# Other Animals > Other Pets >  Just some pictures of my leopard geckos

## Froggiefressh

This is Luna don't let that cute face fool you she is feisty lol

This is Sunny cute calm and collect 

Sunny and Luna!

----------


## frogster

Nice leos great pic on Luna,Have you bred them?

----------


## Froggiefressh

> Nice leos great pic on Luna,Have you bred them?


Thank you. No I have not bred them. If I decide to breed them I'll have a lot of morphs to pick from because my buddy breeds them, but I think they're are still too young.

----------


## Tyler

They are beautiful i love leo's they have awesome temperament!

----------


## Froggiefressh

> They are beautiful i love leo's they have awesome temperament!


Thank you! I'm a frog kinda guy, but I think leos are pretty awesome their mostly for my girlfriend though  :Wink:

----------


## Tyler

> Thank you!

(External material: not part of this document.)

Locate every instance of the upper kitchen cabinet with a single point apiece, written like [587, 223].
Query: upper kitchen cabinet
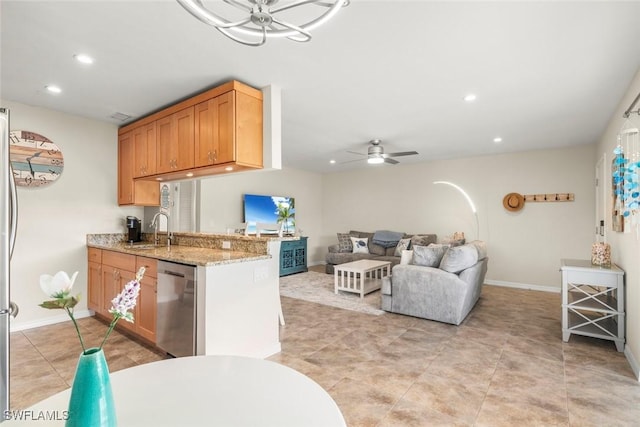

I'm a frog kinda guy, but I think leos are pretty awesome their mostly for my girlfriend though


haha im more of a reptile kinda guy but i like my ABF lol

----------


## Froggiefressh

> haha im more of a reptile kinda guy but i like my ABF lol


Reptiles is how I got into the hobby of frogs. My first lizard which I can't remember the name of I got when I was like 7 and lived for 10+ years. ABF are awesome I have yet to get one. I'm running out of room..lol

----------


## Tyler

same problem with me only with reps lol

----------


## amphiboy77

one time i accidentally got a male and a female leopard gecko and ended up with 2 babies every year!!!

----------


## Tyler

Got Lucky you only had 2 the females can lay up to 2 eggs a month for like 6 months =P

----------


## amphiboy77

wow thats like ...ummmmmmm... 12 eggs  :Cool:

----------


## Tyler

Haha you try and sell 12 geckos :P

----------


## amphiboy77

hey i just got a new leopard gecko. i ant figure out the color morph. all i know is its not regular. so please help me out with this. my new thread will be under other pets or other animals whatever it is. :Roll Eyes (Sarcastic):

----------


## arielgasca420

I love that first picture. absolutely adorable. Two of my favorite geckos are leopard and tokay

----------